Basically what I have now. Like I said in a previous post, the dial can be a little temper mental if your fingers get greasy or wet. It can be hard to adjust. But the collar works fine for what it's designed for. 

If you're going this route, make sure you get with an experienced trainer to point you in the right direction. Just my advice.


----------



## jafo220 (Mar 16, 2013)

Gib_laut said:


> Maybe I'm just not very smart but you quoted someone saying that more levels isn't necessarily better. It would be beneficial to the op if you maybe explained why not?
> 
> I've used the tritonics. Turning the dial and then having to choose between 4 different button combinations just for 24 different levels doesn't sound efficient to me. 127 is more versatile than 24.


It's their opinion. They used both and preferred the Tritronics over the Dogtra. It boils down to what you're comfortable with. Doesn't necessarily mean your going to have a better trained dog from a collar with 127 levels than one with less levels.


----------



## Nigel (Jul 10, 2012)

jafo220 said:


> It's their opinion. They used both and preferred the Tritronics over the Dogtra. It boils down to what you're comfortable with. Doesn't necessarily mean your going to have a better trained dog from a collar with 127 levels than one with less levels.


Good point, my wife worked with a trainer using a Dogtra 2300ncp. I looked into e collars and found a lot of folks liking the Einstein and wanted to try it, but she became familiar with and liked the Dogtra and went with them. I ended up getting the ET300 later so it all worked out, both are happy.
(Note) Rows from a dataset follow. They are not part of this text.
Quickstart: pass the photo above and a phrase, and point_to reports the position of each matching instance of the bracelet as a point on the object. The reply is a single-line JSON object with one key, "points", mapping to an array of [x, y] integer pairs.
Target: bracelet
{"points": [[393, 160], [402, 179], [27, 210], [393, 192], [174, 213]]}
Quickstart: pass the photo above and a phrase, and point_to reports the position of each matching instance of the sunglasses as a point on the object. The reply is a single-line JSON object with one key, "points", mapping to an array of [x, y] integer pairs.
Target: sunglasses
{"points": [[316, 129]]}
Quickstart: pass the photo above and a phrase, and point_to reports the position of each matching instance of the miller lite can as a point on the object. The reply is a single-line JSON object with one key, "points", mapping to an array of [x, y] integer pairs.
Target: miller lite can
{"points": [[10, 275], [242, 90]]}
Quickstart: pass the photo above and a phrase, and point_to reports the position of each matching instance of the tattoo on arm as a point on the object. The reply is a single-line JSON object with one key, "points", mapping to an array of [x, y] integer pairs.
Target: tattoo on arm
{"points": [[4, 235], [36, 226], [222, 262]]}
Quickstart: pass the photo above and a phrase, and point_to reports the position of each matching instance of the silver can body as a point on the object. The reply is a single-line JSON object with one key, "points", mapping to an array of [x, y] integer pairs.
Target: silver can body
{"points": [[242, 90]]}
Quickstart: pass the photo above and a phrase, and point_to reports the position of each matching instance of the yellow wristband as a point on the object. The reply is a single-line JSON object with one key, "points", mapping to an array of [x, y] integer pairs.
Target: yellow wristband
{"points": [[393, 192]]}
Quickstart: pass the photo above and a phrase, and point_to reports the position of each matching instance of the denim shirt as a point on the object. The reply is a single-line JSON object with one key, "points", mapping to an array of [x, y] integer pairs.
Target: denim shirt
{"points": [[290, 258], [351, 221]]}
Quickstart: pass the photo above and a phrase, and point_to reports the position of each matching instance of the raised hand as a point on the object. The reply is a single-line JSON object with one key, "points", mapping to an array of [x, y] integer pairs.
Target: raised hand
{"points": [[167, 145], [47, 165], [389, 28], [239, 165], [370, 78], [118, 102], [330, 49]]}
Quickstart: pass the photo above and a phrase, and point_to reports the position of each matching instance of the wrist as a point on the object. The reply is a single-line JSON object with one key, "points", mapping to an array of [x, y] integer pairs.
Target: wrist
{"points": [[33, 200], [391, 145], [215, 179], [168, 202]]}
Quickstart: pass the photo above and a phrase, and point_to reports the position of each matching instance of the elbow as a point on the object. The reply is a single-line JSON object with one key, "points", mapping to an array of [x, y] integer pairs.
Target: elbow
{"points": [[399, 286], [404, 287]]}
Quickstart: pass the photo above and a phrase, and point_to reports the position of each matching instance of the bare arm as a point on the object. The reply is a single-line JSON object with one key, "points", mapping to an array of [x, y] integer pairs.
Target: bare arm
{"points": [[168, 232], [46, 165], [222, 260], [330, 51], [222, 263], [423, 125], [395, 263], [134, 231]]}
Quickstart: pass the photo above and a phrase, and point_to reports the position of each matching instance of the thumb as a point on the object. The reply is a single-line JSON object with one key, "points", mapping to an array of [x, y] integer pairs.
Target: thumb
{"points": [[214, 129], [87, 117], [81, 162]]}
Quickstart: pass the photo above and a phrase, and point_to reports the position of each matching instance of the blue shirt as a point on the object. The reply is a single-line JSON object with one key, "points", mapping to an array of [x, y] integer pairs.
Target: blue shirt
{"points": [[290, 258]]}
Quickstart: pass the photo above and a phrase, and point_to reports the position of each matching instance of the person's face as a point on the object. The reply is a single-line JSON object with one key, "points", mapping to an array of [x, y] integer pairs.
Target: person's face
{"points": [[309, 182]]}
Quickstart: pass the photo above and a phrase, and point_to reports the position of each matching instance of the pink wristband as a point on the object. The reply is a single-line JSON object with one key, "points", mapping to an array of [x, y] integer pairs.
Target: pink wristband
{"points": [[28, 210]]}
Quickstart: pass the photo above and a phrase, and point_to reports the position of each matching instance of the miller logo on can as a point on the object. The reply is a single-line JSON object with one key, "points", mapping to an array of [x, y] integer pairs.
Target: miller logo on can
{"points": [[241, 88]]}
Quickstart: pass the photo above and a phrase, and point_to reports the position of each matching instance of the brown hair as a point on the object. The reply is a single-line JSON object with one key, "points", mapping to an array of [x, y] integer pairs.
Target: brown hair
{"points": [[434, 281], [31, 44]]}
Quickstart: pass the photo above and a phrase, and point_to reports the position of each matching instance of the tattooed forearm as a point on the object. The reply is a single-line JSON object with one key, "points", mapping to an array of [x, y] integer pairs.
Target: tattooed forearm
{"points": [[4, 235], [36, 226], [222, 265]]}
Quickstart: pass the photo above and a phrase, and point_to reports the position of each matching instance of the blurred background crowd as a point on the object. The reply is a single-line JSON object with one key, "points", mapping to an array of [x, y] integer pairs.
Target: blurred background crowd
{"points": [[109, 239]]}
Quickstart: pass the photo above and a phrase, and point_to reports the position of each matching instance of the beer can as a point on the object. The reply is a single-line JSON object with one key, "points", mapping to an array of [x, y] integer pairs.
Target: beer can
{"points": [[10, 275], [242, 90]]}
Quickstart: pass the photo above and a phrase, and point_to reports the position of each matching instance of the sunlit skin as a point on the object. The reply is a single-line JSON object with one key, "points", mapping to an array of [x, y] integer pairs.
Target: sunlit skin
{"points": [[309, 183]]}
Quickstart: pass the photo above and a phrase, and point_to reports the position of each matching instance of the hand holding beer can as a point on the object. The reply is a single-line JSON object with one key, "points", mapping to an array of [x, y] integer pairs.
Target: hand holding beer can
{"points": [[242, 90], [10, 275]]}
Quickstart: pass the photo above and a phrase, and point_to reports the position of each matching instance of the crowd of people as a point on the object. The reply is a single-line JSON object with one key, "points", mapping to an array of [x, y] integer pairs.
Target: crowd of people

Research and go with the unit that works best for your situation.


----------



## woogyboogy (Dec 25, 2013)

Well we decided not to buy the SportDog SD-425 because one of our friends who is a K9 Officer for the Police force, gave us his Dogtra 1700NCP for free.

I've researched it a little bit and discovered that the 1700NCP was replaced by the 1900NCP. But the only major difference is size of the transmitter and receiver. 

I'm not going to start training with it until I am 100% confident I know what I'm doing. I've been researching LouCastle's methods for e-collars, and he seems to be what the majority of people like as far as technique.


----------